Garrison information
- Current commander: Colonel Ed Casey
- Garrison: 187th Fighter Wing

Airfield information
- Identifiers: IATA: MGM, ICAO: KMGM, FAA LID: MGM, WMO: 722260
- Elevation: 67.3 metres (221 ft) AMSL
Runways
| Direction | Length and surface |
| 10/28 | 2,749.2 metres (9,020 ft) asphalt |
| 3/21 | 1,222.5 metres (4,011 ft) asphalt |

= Montgomery Air National Guard Base =

Military airbase in Alabama, US

Montgomery Air National Guard Base is the home base of the Alabama Air National Guard 187th Fighter Wing.

==History==
The base has previously been known as Gunter Army Airfield Auxiliary #6 and is still sometimes known as Dannelly Field.

The roots of the 187th Fighter Wing date back to 1952 when the Alabama Air National Guard organized the 160th Tactical Reconnaissance Squadron in Birmingham, Alabama equipped with the RF-51 Mustang. The squadron moved to Dannelly Field on 1 January 1953, and entered the jet age with the arrival of the RF-80 Shooting Star in 1955. Within a year the 160th transitioned to the RF-84 Thunderflash aircraft, which served as the squadron's primary aircraft for the next 15 years.

The squadron was mobilized during the Berlin Crisis in 1961-1962 and deployed to Toul-Rosières Air Base, France. In August 1962, the squadron returned to normal peacetime status and was reorganized. It was then officially designated the 187th Reconnaissance Group.

In 1971, the Thunderflash was replaced by the RF-4C Phantom II, which was flown for 17 years. From 1971 to 1982, the group remained in the reconnaissance role. The 187th won many honors during this timeframe, including the best reconnaissance unit in the nation in the Photo Finish "81" competition.

In 1982, the 187th changed missions from reconnaissance to the multi-purpose fighter role after acquiring the F-4D. The Group established itself as a premier tactical fighter unit by capturing overall top honors in the ANG Fangsmoke competition in 1987. In October 1988, the Group converted to the F-16 aircraft. In October 1995, the Group was designated a Wing under Air Force reorganization; becoming the 187th Fighter Wing.

== Based units ==
Flying and notable non-flying units based at Montgomery Air National Guard Base include the following.

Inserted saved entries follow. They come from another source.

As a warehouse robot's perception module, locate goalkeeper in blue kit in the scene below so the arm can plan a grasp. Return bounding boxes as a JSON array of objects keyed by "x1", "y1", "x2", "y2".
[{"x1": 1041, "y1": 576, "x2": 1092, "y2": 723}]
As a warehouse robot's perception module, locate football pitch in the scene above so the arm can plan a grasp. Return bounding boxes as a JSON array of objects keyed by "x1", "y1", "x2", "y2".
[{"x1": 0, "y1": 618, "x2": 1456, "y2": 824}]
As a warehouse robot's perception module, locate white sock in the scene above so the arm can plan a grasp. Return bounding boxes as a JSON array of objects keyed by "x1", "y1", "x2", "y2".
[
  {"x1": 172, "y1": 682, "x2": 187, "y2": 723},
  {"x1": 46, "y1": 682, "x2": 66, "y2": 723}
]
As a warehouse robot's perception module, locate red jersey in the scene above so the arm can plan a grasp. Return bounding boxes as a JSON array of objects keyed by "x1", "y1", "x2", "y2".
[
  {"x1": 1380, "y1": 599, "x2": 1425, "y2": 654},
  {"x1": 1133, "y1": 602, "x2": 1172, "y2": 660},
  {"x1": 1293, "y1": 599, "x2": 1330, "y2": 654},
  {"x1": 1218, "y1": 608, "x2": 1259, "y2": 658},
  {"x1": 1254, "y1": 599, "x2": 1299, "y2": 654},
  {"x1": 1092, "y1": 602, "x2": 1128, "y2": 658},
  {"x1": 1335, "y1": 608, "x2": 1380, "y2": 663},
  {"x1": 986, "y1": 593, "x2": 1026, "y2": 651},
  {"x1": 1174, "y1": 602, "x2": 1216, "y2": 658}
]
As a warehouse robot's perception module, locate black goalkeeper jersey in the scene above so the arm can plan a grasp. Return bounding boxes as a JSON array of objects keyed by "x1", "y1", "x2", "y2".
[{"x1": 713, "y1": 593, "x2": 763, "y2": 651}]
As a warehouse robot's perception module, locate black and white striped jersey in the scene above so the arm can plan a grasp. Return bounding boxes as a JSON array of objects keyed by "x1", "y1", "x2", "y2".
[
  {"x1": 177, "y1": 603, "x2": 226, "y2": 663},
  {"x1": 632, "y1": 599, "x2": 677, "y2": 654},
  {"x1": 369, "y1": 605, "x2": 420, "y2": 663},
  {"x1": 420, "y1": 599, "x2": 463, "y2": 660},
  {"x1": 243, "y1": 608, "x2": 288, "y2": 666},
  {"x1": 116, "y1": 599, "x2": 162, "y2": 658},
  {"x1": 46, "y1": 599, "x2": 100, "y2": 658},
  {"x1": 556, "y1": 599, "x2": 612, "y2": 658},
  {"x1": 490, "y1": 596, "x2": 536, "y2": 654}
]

Units marked GSU are Geographically Separate Units, which although based at Montgomery, are subordinate to a parent unit based at another location.

=== United States Air Force ===
Air National Guard

- Alabama Air National Guard
  - 187th Fighter Wing (host wing)
    - 187th Operations Group
      - 100th Fighter Squadron – F-35A Lightning II
    - 187th Maintenance Group
      - Aircraft Maintenance Squadron
    - 187th Medical Group
    - 187th Mission Support Group
      - Mission Support Group
      - Civil Engineering
      - Communications Squadron
      - Force Support Squadron
      - Logistics Readiness Squadron
      - Security Forces Squadron

Air Combat Command

- Ninth Air Force
  - 20th Fighter Wing
    - 495th Fighter Group
      - 377th Fighter Squadron (GSU) – F-35A Lightning II

== Future ==
In April 2020, the Air Force announced that the F-35A Lighting II would be based at Montgomery ANGB, with the 187th Fighter Wing receiving its first aircraft in 2023.